En avoir une grosse, ou une petite
Prenez toutes les époques de l’automobile, il existera toujours des grosses et des petites, et cette situation perdure aujourd’hui. La liberté individuelle, encore en vigueur (pour combien de temps ?), vous permet d’être frugal comme déraisonnable. Tout dépendra de l’épaisseur de votre porte-monnaie, de votre désir de plaire (une question de taille, là encore), ou tout simplement de vos besoins. Évidemment, si l’on ajoute à l’équation les questions morales et/ou éthiques, le résultat ne sera pas le même, et c’est ici, selon moi, que se jouent les choses.
Mais n’oublions pas qu’entre-temps, il s’en est passé, justement, des choses. Même en restant dans la même catégorie supposée, peut-on réellement comparer une Nuova 500 (1957) à une 500 (2020, soit hybride, soit totalement électrique) ? Certes, la première pèse 470 kg pour 2,97 mètres quand la seconde pèse entre 1,2 et 1,3 tonne, mais parlons nous de la même voiture ? Je ne le pense pas. Observons ce tableau rapide :
Fiat 500 Topolino 1936 : 610 kg, 3,210 mètres et 6 litres au 100
Fiat 500 (1957) : 470 kg, 2,970 mètres et 4,5 litres
Fiat 126 (1972) : 580 kg, 3,054 mètres et 4,6 / 6,5 litres
Fiat Cinquecento (1991) : 710 kg, 3,227 mètres et 6,2 / 9,5 litres
Fiat Seicento (1998) : 735 kg 3,337 mètres et 5,5 / 5,9 litres
Fiat 500 (2007) : 860 – 980 kg, 3,546 mètres et 3,8 / 6,7 litres
Fiat 500 (2020) : 1180-1330 kg, 3,632 et 13,8 KwH
Que voit-on ? Pas grand chose en réalité, car même en restant dans la même catégorie, on ne parle pas des mêmes automobiles. Un truc, cependant, saute aux yeux : les prises de poids les plus visibles datent 1991 et de 2007, et correspondent soit à des sauts sécuritaires (1991), soit à des consommations largement en baisse (en 2007 même si les versions sportives disponibles à l’époque augmentent le maximum). Et croyez moi sur parole, rouler en 500 MY07 est bien plus confortable qu’en Cinquecento MY91 ou en 500 MY57. Et sans l’avoir testé, se crasher à 110 reste aussi en faveur de la “grosse” 500 versus la “petite” Cinquecento ou la très petite 500 de la Dolce Vita.

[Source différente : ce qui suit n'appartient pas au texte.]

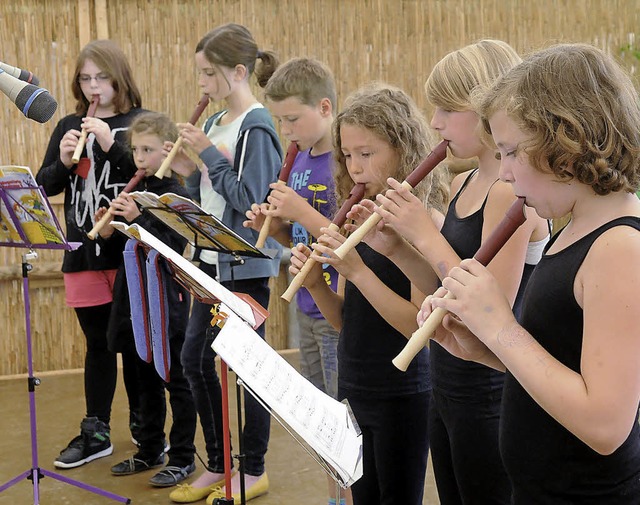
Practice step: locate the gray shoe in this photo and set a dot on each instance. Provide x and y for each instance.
(172, 475)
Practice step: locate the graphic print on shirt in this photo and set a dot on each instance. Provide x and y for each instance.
(316, 195)
(88, 195)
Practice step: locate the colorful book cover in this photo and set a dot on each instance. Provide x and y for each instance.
(24, 208)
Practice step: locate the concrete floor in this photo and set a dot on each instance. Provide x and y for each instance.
(295, 478)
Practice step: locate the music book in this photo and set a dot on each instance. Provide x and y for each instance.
(199, 227)
(322, 423)
(201, 285)
(26, 217)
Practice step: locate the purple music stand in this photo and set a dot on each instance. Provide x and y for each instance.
(25, 215)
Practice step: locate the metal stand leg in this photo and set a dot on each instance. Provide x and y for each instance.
(35, 473)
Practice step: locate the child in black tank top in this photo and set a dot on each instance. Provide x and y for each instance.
(465, 406)
(566, 125)
(375, 304)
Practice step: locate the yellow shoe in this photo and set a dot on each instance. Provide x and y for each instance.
(260, 487)
(186, 493)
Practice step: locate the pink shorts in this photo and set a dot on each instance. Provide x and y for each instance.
(90, 288)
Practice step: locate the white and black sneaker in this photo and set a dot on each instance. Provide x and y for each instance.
(93, 442)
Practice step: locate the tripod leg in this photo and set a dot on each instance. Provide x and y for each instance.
(36, 473)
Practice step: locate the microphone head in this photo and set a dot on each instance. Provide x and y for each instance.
(36, 103)
(27, 76)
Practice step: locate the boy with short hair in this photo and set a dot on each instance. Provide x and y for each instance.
(301, 95)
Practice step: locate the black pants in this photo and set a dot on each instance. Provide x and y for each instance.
(395, 448)
(153, 408)
(199, 367)
(464, 451)
(100, 369)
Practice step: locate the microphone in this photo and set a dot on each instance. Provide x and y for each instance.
(34, 102)
(18, 73)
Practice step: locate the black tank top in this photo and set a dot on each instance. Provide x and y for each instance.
(451, 376)
(367, 343)
(546, 463)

Personne ne veut en avoir une petite !
Alors pourquoi cette question de poids semble si importante aux yeux de cet édile lyonnais ? Sûrement parce qu’une toute petite partie de la population roule en 500 (ou autre citadine de petite taille) et que les SUV semblent avoir envahi nos routes. Cependant, c’était aussi vrai en 1957, en 1977 ou en 1997 : le marché est segmenté, et si les citadines ont souvent trusté les charts pour des raisons évidentes (prix, besoin etc), elles n’ont jamais été majoritaires par rapport à tous les autres segments. Une Simca Marly, de 1957 elle aussi, pesait 1 300 kg (et consommait 13 litres). De quoi a-t-on besoin, pourquoi, à quel prix, comment ? Autant de questions que les militants écologistes éludent.

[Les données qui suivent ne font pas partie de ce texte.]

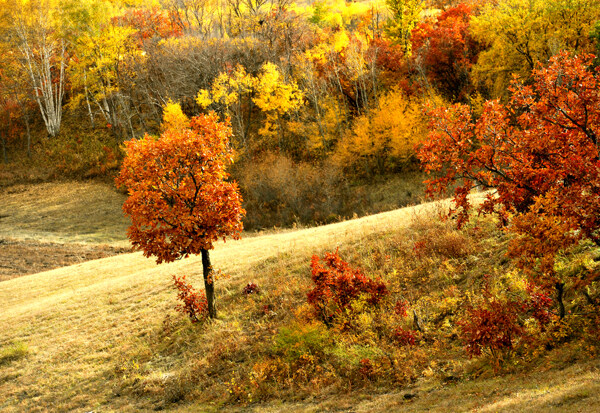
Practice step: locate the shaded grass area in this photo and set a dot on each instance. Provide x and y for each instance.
(19, 258)
(81, 212)
(103, 335)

Enfin, rentrons dans le dur : pour une hausse de taille 30 à 60 cm et de 200 à 500 kg (sur notre exemple de Fiat 500), qu’obtient-on en échange ? Du confort, de l’autonomie, de la sécurité, voire de l’écologie : car n’oublions pas, le vrai “gap” de poids, c’est aussi le passage du tout thermique à l’hybride et/ou l’électrique, mais aussi depuis 30 ans au moins à des normes sécuritaires et écologiques de plus en plus drastiques. Qui accepterait aujourd’hui de rouler en Nuova Cinquecento (autrement qu’en collection), avec zéro airbag, un moteur à l’arrière bien polluant et consommant certes 4,5 litres au 100, mais pour 16 chevaux seulement (autorisant un modeste 90 km/h de pointe), sans place dans le coffre et dans laquelle on peinerait à mettre 4 adultes qui seraient par ailleurs tous morts lors d’un choc un peu violent (sans avoir besoin d’aller à 130) et/ou qui dézinguerait n’importe quel piéton même avec ses formes molles.
Une industrie contrainte
Connaissez-vous une industrie (à part l’aéronautique et le ferroviaire, id est transport de personne) qui subisse autant de normes sécuritaires et écologiques que l’automobile ? Sachez que la prise de poids automobile est essentiellement due à cela : sécurité et écologie. Et imaginez les trésors d’ingéniosité (et donc d’ingénierie), de talent, et de technologie (enfin) pour limiter la prise de masse tout en consommant peu, satisfaisant le consommateur/conducteur, et réduisant l’impact écologique ? Tout en sachant que, entre la 500 de 2007 et la 500 de 2020, les 300 à 400 kg en plus sont dus… aux batteries (l’avenir écologique).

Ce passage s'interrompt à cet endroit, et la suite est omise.